The number of women in management positions is still very low

One of the challenges our society has to face is the inequality that exists in a lot of circumstances and situations between men and women. Today, in the 21st century, the gap presented in the working area is still alarming, especially when it comes to the access to management position. It is known as glass ceiling.

Throughout history, women have had to fight to obtain their rights. Some of them are to be free from sexual violence, to have reproductive rights, to vote, to hold public office, to work, to enter into le- gal contracts, to have equal rights in family law, to fair wages or equal payment, to own property and to have access to education.

If the path of women towards the world of work has been a constant struggle, the road to leadership positions has been even more difficult. Obstacles such as stereotypes or prejudices about women are part of this path, that is, invisible barriers that hinds or prevents women from promoting in the hierarchical pyramid of any company or organization.

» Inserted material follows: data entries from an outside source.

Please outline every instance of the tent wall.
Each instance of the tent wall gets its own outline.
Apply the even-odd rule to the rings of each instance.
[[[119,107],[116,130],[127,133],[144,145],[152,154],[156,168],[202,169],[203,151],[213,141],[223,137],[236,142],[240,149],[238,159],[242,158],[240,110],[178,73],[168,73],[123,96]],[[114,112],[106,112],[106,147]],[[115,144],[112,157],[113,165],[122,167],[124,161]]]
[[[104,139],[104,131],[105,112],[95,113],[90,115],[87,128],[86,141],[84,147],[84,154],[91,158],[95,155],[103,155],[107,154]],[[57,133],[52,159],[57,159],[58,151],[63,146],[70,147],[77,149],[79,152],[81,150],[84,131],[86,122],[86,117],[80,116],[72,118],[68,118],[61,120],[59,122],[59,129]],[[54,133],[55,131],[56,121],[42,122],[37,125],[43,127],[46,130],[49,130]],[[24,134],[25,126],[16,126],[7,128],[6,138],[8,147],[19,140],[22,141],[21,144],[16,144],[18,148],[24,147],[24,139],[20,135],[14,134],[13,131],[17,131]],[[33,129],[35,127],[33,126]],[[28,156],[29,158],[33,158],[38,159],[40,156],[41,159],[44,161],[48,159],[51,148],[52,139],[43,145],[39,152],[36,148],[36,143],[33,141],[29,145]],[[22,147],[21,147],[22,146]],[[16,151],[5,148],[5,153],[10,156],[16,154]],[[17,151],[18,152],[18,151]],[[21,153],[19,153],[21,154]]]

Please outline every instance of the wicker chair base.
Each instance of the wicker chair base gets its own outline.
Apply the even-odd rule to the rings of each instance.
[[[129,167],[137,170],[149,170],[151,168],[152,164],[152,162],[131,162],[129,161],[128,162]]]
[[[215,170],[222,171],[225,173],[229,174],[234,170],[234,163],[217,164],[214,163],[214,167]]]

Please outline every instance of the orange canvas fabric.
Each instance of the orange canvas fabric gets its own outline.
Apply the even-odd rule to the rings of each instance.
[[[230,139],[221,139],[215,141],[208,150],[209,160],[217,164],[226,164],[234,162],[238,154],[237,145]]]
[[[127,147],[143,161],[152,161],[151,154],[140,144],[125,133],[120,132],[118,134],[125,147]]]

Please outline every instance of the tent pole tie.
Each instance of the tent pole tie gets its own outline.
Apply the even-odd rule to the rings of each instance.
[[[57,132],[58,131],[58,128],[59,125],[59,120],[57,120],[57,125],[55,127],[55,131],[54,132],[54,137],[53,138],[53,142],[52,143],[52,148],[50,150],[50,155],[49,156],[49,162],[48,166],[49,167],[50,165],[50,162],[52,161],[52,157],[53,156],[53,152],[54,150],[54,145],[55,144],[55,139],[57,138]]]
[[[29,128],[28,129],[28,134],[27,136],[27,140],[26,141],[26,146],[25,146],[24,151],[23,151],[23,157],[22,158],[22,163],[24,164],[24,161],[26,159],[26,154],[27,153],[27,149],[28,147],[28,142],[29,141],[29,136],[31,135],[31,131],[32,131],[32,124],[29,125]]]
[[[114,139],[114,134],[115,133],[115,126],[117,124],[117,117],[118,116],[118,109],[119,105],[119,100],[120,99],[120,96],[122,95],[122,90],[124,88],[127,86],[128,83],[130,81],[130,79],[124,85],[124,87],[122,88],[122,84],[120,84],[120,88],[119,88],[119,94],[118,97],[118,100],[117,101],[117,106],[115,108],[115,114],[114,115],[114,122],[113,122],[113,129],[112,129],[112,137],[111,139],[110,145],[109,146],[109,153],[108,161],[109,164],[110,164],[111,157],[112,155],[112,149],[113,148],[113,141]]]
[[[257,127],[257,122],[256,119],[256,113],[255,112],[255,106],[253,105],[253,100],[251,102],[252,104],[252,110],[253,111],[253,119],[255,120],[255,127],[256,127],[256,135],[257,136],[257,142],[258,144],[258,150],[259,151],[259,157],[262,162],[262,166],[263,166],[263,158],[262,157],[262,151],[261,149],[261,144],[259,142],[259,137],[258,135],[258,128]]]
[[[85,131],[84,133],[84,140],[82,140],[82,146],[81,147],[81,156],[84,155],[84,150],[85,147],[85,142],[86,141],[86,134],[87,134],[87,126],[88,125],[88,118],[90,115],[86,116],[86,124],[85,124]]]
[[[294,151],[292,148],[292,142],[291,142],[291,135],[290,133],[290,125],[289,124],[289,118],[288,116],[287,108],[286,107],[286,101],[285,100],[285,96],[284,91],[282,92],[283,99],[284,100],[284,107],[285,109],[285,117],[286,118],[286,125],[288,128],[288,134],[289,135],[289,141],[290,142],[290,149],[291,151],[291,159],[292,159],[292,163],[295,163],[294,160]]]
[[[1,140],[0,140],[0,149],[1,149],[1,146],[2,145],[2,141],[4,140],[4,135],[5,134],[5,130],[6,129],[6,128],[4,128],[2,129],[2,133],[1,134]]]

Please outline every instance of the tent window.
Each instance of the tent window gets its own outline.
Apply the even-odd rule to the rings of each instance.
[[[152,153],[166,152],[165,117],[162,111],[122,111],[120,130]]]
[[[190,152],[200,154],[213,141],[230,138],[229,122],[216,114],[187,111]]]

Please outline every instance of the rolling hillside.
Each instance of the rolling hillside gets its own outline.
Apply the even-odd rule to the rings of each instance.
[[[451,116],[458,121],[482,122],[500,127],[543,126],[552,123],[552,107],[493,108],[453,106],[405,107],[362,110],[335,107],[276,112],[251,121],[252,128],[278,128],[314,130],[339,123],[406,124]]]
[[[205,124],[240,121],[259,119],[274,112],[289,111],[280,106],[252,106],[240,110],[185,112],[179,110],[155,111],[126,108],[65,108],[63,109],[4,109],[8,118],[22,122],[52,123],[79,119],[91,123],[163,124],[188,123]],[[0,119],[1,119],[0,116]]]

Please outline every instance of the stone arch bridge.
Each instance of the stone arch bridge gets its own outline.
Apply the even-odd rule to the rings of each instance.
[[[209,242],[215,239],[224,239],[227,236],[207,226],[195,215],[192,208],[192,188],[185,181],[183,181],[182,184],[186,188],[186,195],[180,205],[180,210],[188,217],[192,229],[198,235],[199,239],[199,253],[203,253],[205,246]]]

We are talking about a glass ceiling existing for women. An invisible limit of the access to higher job positions that has some- times been weakened and crossed.

The glass ceiling could be a problem at least during the next 50 years if we continue in the same vein. Overcome it involves actions in different areas such as governments, entrepreneurs, educational institutions and women themselves. In a government level, in  2012, the European Commission presented an approach in order to increase the presence of women in executive positions by 2020. Many European countries have started taking measures in that way, although 11 countries of the European Union have not developed specific regulations yet.

In Spain, according to data from Ministry of Employment, women were at the end of 2014, more than the 46% of the active population of the country. The salary gap was a 3% bigger than the European average. The Global Gender Gap Report shows that Spain ranks 25th among 145 countries listed regarding gender gap. In Spain, this inequality is associated with patriarchy, the vision of society we are used to. All the changes that are needed begin with   education.

“If women win, companies and countries also win”, said Catalina Escobar, chairwoman of Juan Felipe Gómez Escobar foundation in Colombia, specialized in improving the quality of life of girls in situation of poverty. For Escobar, the key to revert gender inequality in companies is “to invest in education and in women empowerment”.

This is the key that all women that have broken the glass ceiling highlight. María José Álvarez, president of Eulen group says: “I have been lucky of being born in a family that insisted me on studying, that it would give me freedom and Independence”. Álvarez’s father made her starting from cero and in that way she learnt the value of determination to progress. “Women have to know that if we want, we can”.